Brown and the state GOP have repeatedly criticized the ACA and Shaheen’s support not only for that law – continually labeling her the “deciding vote” — but also for President Barack Obama’s overall agenda.
Brown has been making stops throughout the state since he announced an exploratory committee on March 14. At that time, he became an official candidate, according to paperwork filed with the Federal Election Commission.
He disclosed that he is running last week and Thursday’s announcement is the formal launch. He will be surrounded by his family, friends and supporters at the Portsmouth event.
The Brown announcement comes after he signed Colin Reed to be his campaign manager.
Reed, 29, was New Jersey Gov. Chris Christie’s deputy communications director and previously was the communication director on Brown’s 2012 campaign. Earlier he was in Brown’s senate office in Washington.
Reed was deputy press secretary to the National Republican Senatorial Committee from 2009 to 2010 and worked on Sen. John McCain’s presidential campaign from 2007 to 2008. He also worked as an intern in the Massachusetts governor’s office under Mitt Romney in 2006.
Reed was among 18 Christie staffers served with subpoenas in January by a legislative committee investigating the “Bridge-gate” George Washington Bridge traffic jam-political retribution scandal.

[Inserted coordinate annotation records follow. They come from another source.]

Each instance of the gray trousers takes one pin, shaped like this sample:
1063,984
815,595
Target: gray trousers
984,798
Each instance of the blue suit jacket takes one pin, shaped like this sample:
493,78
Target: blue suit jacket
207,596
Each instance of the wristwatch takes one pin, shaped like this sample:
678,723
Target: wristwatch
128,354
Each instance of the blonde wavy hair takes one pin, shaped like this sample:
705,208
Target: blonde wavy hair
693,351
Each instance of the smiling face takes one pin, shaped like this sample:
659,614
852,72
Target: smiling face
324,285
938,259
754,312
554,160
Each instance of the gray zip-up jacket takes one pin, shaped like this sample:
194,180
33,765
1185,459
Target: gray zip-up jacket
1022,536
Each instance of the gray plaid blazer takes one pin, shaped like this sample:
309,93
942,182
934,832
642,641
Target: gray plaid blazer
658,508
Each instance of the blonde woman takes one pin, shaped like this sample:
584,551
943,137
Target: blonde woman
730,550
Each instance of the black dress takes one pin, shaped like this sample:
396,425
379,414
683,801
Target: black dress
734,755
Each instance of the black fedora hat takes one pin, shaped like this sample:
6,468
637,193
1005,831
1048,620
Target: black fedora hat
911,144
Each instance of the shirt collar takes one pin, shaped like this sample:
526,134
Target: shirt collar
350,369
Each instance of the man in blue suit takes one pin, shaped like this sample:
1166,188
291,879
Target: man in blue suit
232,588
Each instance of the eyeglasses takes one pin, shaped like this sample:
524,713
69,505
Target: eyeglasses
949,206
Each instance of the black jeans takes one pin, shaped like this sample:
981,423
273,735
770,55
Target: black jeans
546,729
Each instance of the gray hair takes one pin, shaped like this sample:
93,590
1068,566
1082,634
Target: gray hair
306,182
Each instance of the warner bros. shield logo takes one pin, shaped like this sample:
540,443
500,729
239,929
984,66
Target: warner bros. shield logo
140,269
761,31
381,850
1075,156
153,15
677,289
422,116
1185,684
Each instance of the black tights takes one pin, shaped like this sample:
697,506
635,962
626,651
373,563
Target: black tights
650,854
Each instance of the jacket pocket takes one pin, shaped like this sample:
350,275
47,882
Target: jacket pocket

But he has not been as deeply tied to the scandal as other officials. State GOP executive director Matt Mowers, who had been a regional liasion for the Christie administration before coming to the Granite State, has also been served with a subpoena.
“It’s going to be an exciting race,” Reed said in an interview . “Senator Brown hit the ground running during his recent ‘Main Streets and Living Rooms’ tour and has now been to all 10 counties.
“The plan is to continue to criss-cross the state and listen to people and their concerns, and discuss how we are going to move the country forward.”
Brown’s Massachusetts ties “ is not an issue when he’s traveling the state,” Reed said. “People are talking about not where he’s from but where we are going a s a nation. People care about jobs, the debt, health care and America’s standing in the world.
“Senator Shaheen has voted 99 percent of the time with President Obama, cast the tie breaking vote for Obamacare, and people are upset and frustrated and angry that she has been part of the problem,” Reed said.